Vomit
The 1st Amendment is the right to spew.
Everywhere, constantly spilling over into the air, fighting for space in the soundscape, whittling away lives with a constant stream of borrowed thought, there's vomit.
I don't think it's bad or anything. It's important to cough up something every now and again, proving sentience through demonstration of rationality, debate of a problem, finding a solution to a dispute, making something beautiful.
It's just messy.
The right to speech fills everyday with slogans, signals, billboards, boasts, quiet condemnations, generous gestures, and vitriolic tirades all hacked up for some reason or another. It's the right to open your skull and let everything out, pour it into the world and watch what happens.
It demands you must.
Make a lie of yourself, say what you want, pick your moment; regurgitate your favorite things until no one can see you under your chosen words.

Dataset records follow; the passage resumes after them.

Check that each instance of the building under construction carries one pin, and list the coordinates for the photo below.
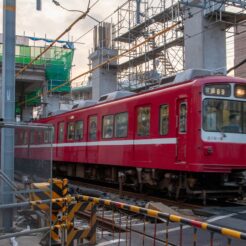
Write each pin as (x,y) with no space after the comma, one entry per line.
(47,76)
(147,42)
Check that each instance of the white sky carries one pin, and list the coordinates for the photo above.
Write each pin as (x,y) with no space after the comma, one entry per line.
(53,20)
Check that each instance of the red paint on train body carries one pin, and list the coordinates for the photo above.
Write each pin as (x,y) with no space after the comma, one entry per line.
(190,143)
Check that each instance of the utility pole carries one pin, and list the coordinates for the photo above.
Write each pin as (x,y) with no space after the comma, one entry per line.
(8,108)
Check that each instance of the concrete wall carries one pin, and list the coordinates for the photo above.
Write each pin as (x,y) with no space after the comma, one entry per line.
(205,45)
(104,80)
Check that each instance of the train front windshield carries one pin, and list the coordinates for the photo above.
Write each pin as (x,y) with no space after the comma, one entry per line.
(224,108)
(221,115)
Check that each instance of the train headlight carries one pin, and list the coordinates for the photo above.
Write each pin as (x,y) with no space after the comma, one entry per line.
(240,91)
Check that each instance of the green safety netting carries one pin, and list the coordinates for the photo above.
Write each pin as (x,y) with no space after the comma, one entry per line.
(57,62)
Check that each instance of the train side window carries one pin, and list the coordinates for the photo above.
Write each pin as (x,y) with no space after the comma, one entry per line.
(70,131)
(79,130)
(61,132)
(47,136)
(25,137)
(108,130)
(93,128)
(164,119)
(39,137)
(143,121)
(121,125)
(32,133)
(183,117)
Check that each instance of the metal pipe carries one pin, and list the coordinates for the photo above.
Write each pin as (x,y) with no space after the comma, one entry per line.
(23,233)
(8,105)
(24,204)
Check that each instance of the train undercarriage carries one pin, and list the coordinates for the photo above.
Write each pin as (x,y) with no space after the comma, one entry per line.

Better yet? Display yourself. Flay yourself. Make a filet of your mind and serve it up for us. If you don't how will you ever know if you're really alone?
There's no choice. It's baked in. You're doing it, one way or another. There are laws for it, complicated restrictions, elaborate justification for why one way is good and another is bad. The bottom line is that the 1st is a clumsy way of spelling out a right to assert that we exist, a clumsy way to justify the frantic need to simply be heard. The 1st is two fingers down a throat.
The 1st Amendment is the right to vomit, puking up pieces of a person so others can see.